Tüm bedeni üstümde, başı boynumda beni kendine bağlarken göz yaşlarım bu defa mutluluktan aktı
İstiyor, beni istiyor... Onu unutmak için değil, beni istediği için dokunuyor!
Üstümde gözlerinin içine baktığımda yüzünden akan , alev alev yanan bedeni alnımı alnıma dayamış her hamlesi ile altında yukarı aşağı savrulan bedenim... Her şeyimle ilk defa onun oluyordum
Yatakta bacaklarımı ayırarak ona daha da yer açıyor ,daha çok hissetmek istiyordum. Ellerimi sırtından çekip çarşafı sımsıkı kavramış giderek şiddetlenen Poyraz'ın sert hamleleri ile başımı defalarca sağa sola sallayarak dudaklarımı ısırıyor, çığlık atmamak için kendime zor hakim oluyordum
Tükenmek üzereydim, bedenim ruhum vücudum.. altında titreyerek kendimden geçerken boynumda dudaklarını ,dişlerini hissettim.
Etimi acımayacak şekilde ısırıp öpüyor emiyordu.
Ve gözlerim daha önce hiç hissetmediğim bir hisle kayarken üstümdeki adamın kontrolünü kaybetmiş inlemesi ve ard arda
" benimsin artık" diye yükselen sesi ile kaybettim şurumu
Gözlerimi açtığımda üstünde uzanıyordum.Tüm bedenim onun bedeninin üstündeydi.
" Uyu daha erken"
Hava hafif kararmaya başlamıştı, nasıl erken olabilir ?
" ama isteme işi...."
" Sonra katılırız güzelim, biz olmasak istenemiyor mu bu kız. Zaten gördükçe dövesim geliyor ne kadar geç gidersek o kadar iyi"
İlginç, oysa Demir'i çok severdi.
Göğsünden başımı kaldırıp o renkten renge geçen gözlerine baktığımda güldü
" Ne?"
" Sen demiri severdin ama!"
Derin bir soluk aldı, üstünde onunla birlikte inip kalktım göğüs kafesinin.
" o eniştem olmadan önceydi"
Anlamayan gözlerle bakmam komiğime gitmişti
" Yavrum biz pek enişte sevmiyoruz"
Bence siz pek gelin de sevmiyorsunuz.
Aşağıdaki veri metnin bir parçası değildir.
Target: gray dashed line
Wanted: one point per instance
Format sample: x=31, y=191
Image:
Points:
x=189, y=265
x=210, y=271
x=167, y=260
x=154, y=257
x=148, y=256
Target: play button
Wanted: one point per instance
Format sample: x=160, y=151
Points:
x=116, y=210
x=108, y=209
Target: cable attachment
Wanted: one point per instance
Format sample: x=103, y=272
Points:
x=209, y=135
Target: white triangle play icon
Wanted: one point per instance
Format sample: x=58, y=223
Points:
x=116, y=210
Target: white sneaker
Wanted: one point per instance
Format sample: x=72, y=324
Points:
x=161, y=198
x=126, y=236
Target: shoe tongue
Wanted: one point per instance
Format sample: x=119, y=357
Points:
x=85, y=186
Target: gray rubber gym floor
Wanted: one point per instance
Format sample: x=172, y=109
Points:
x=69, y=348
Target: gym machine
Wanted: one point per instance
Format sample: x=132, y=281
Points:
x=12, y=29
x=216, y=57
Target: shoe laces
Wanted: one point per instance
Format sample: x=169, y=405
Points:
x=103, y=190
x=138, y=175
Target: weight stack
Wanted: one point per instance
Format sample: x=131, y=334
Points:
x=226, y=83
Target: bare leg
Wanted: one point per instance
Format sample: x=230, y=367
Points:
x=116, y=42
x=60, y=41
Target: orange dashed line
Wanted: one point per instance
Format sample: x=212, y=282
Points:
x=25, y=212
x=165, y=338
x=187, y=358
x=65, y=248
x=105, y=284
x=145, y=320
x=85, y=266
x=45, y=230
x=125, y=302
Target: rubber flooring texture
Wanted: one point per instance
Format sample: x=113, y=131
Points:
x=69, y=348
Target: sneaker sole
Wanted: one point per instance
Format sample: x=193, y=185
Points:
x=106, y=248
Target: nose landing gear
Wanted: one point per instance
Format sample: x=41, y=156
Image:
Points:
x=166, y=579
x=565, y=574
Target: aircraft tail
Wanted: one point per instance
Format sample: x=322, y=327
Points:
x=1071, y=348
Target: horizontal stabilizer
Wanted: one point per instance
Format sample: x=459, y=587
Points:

Çay servisi yapmaktan kolum koptu. Bir hizmetli personel alın da bari azıcık rahat edelim
Başımı tekrar göğsüne gördüğümde yine derin bir nefes aldı, göğüs kafesi ile beni de indirip kaldıracak kadar
9 ay sonra ayrılacak yollarımız ve biz şuan ne yapıyoruz?
Kendime defalarca sordum bunu ,unuttuğum gerçeği tekrar hatırlayarak
Senin peşinde! Tutuklamak istiyor... Sana işkence yapmak. Yakalayamazsa görevinde başarısız mı olacak acaba?
Her türde nasıl ona zarar vermeyi başarıyorum ben?
Neden peşindesin Poyraz ? Bırak başkası arasın, sen neden medusanın peşindesin ki?